仏教の飛天はそれらオリエントの神々と異なり、翼を持たないことが特徴である。しかしガンダーラから西域では有翼像が見られている。
図像と象徴
本サイトが掲げるのは、日本の飛天図である。
翼がないという点が、この存在を規定する。天衣をなびかせ、その布の流れによって飛翔を表す。翼という器官ではなく、衣の動きが飛行を示す——東アジアの飛天の造形上の発明である。
敦煌の飛天は、6世紀から10世紀にかけて描き方が変化し、初期の力強い姿から唐代の優美な姿へ移った。日本の平等院鳳凰堂の雲中供養菩薩(1053年)は、雲に乗って楽器を奏する五十二体で、飛天の日本的な展開の頂点とされる。
関わる神格・伝承
アプサラスがその原型とされる。インドの水の精霊が、仏教において仏を讃える天人になった。

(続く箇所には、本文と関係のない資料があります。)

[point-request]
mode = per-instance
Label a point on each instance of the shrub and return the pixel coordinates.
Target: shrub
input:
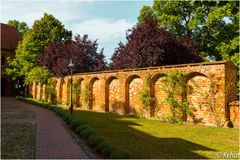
(119, 154)
(87, 133)
(79, 129)
(74, 123)
(94, 140)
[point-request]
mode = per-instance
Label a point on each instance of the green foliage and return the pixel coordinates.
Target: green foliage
(35, 41)
(21, 26)
(213, 24)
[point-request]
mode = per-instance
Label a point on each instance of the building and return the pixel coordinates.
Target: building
(9, 41)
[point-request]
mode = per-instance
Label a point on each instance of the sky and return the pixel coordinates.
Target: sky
(106, 21)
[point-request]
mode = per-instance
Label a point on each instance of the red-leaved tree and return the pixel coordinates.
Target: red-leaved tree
(148, 45)
(81, 50)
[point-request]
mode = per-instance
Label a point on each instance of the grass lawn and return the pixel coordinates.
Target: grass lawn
(18, 141)
(155, 139)
(18, 131)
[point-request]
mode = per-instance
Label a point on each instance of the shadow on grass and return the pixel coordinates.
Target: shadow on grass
(120, 131)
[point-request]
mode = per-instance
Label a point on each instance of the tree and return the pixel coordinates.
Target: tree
(213, 24)
(148, 45)
(21, 26)
(81, 50)
(44, 31)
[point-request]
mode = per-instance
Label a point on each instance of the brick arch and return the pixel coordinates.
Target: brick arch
(68, 91)
(199, 97)
(194, 74)
(41, 91)
(54, 99)
(157, 93)
(36, 90)
(112, 97)
(133, 85)
(92, 92)
(78, 96)
(60, 90)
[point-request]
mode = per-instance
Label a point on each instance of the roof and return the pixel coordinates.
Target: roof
(9, 37)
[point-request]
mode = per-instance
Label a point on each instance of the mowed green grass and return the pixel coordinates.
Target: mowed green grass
(18, 141)
(155, 139)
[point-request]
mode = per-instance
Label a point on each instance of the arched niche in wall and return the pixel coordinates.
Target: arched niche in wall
(158, 107)
(37, 90)
(112, 95)
(95, 94)
(133, 86)
(77, 88)
(60, 94)
(68, 91)
(199, 98)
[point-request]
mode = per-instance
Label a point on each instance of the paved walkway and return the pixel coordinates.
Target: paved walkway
(53, 140)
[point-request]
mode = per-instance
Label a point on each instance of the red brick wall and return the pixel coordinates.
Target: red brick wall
(235, 113)
(213, 86)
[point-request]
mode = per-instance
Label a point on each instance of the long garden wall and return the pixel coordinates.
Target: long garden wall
(213, 87)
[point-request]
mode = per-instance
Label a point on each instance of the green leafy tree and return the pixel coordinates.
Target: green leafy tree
(213, 24)
(44, 31)
(21, 26)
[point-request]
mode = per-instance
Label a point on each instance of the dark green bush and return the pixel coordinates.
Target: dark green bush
(87, 133)
(118, 153)
(79, 129)
(94, 140)
(75, 122)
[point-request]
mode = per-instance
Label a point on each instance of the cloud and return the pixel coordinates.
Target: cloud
(103, 29)
(29, 11)
(108, 32)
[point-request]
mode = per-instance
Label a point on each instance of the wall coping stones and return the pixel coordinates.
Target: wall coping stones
(152, 68)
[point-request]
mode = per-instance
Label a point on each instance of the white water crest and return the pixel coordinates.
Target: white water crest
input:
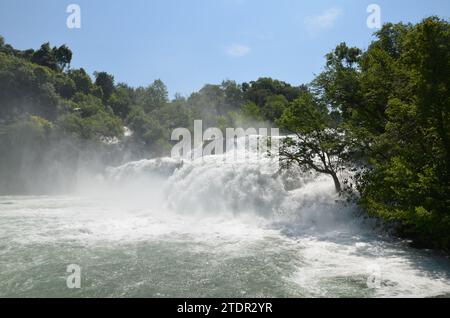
(207, 228)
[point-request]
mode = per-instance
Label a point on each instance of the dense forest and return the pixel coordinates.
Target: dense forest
(382, 111)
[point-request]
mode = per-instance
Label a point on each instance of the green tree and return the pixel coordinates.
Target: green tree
(316, 144)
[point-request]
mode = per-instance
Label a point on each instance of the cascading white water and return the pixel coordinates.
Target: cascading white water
(166, 227)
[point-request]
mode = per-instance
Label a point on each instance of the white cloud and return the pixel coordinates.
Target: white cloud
(238, 50)
(324, 21)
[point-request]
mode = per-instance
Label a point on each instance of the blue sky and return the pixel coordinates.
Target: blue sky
(187, 43)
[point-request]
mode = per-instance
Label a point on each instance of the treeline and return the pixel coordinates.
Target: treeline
(383, 112)
(386, 112)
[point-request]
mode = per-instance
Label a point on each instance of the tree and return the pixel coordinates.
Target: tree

天女の羽衣伝説——天女が羽衣を隠されて地上に留まる——は、飛天の観念が民話に転じたものである。
文化的足跡
日本の「羽衣」の物語は、能『羽衣』をはじめ広く親しまれている。天女の姿は、飛天の図像から派生した。
なお仏教は今日も信仰されている生きた宗教であり、本項の記述はその尊格の伝承と図像に関する学術的な整理である。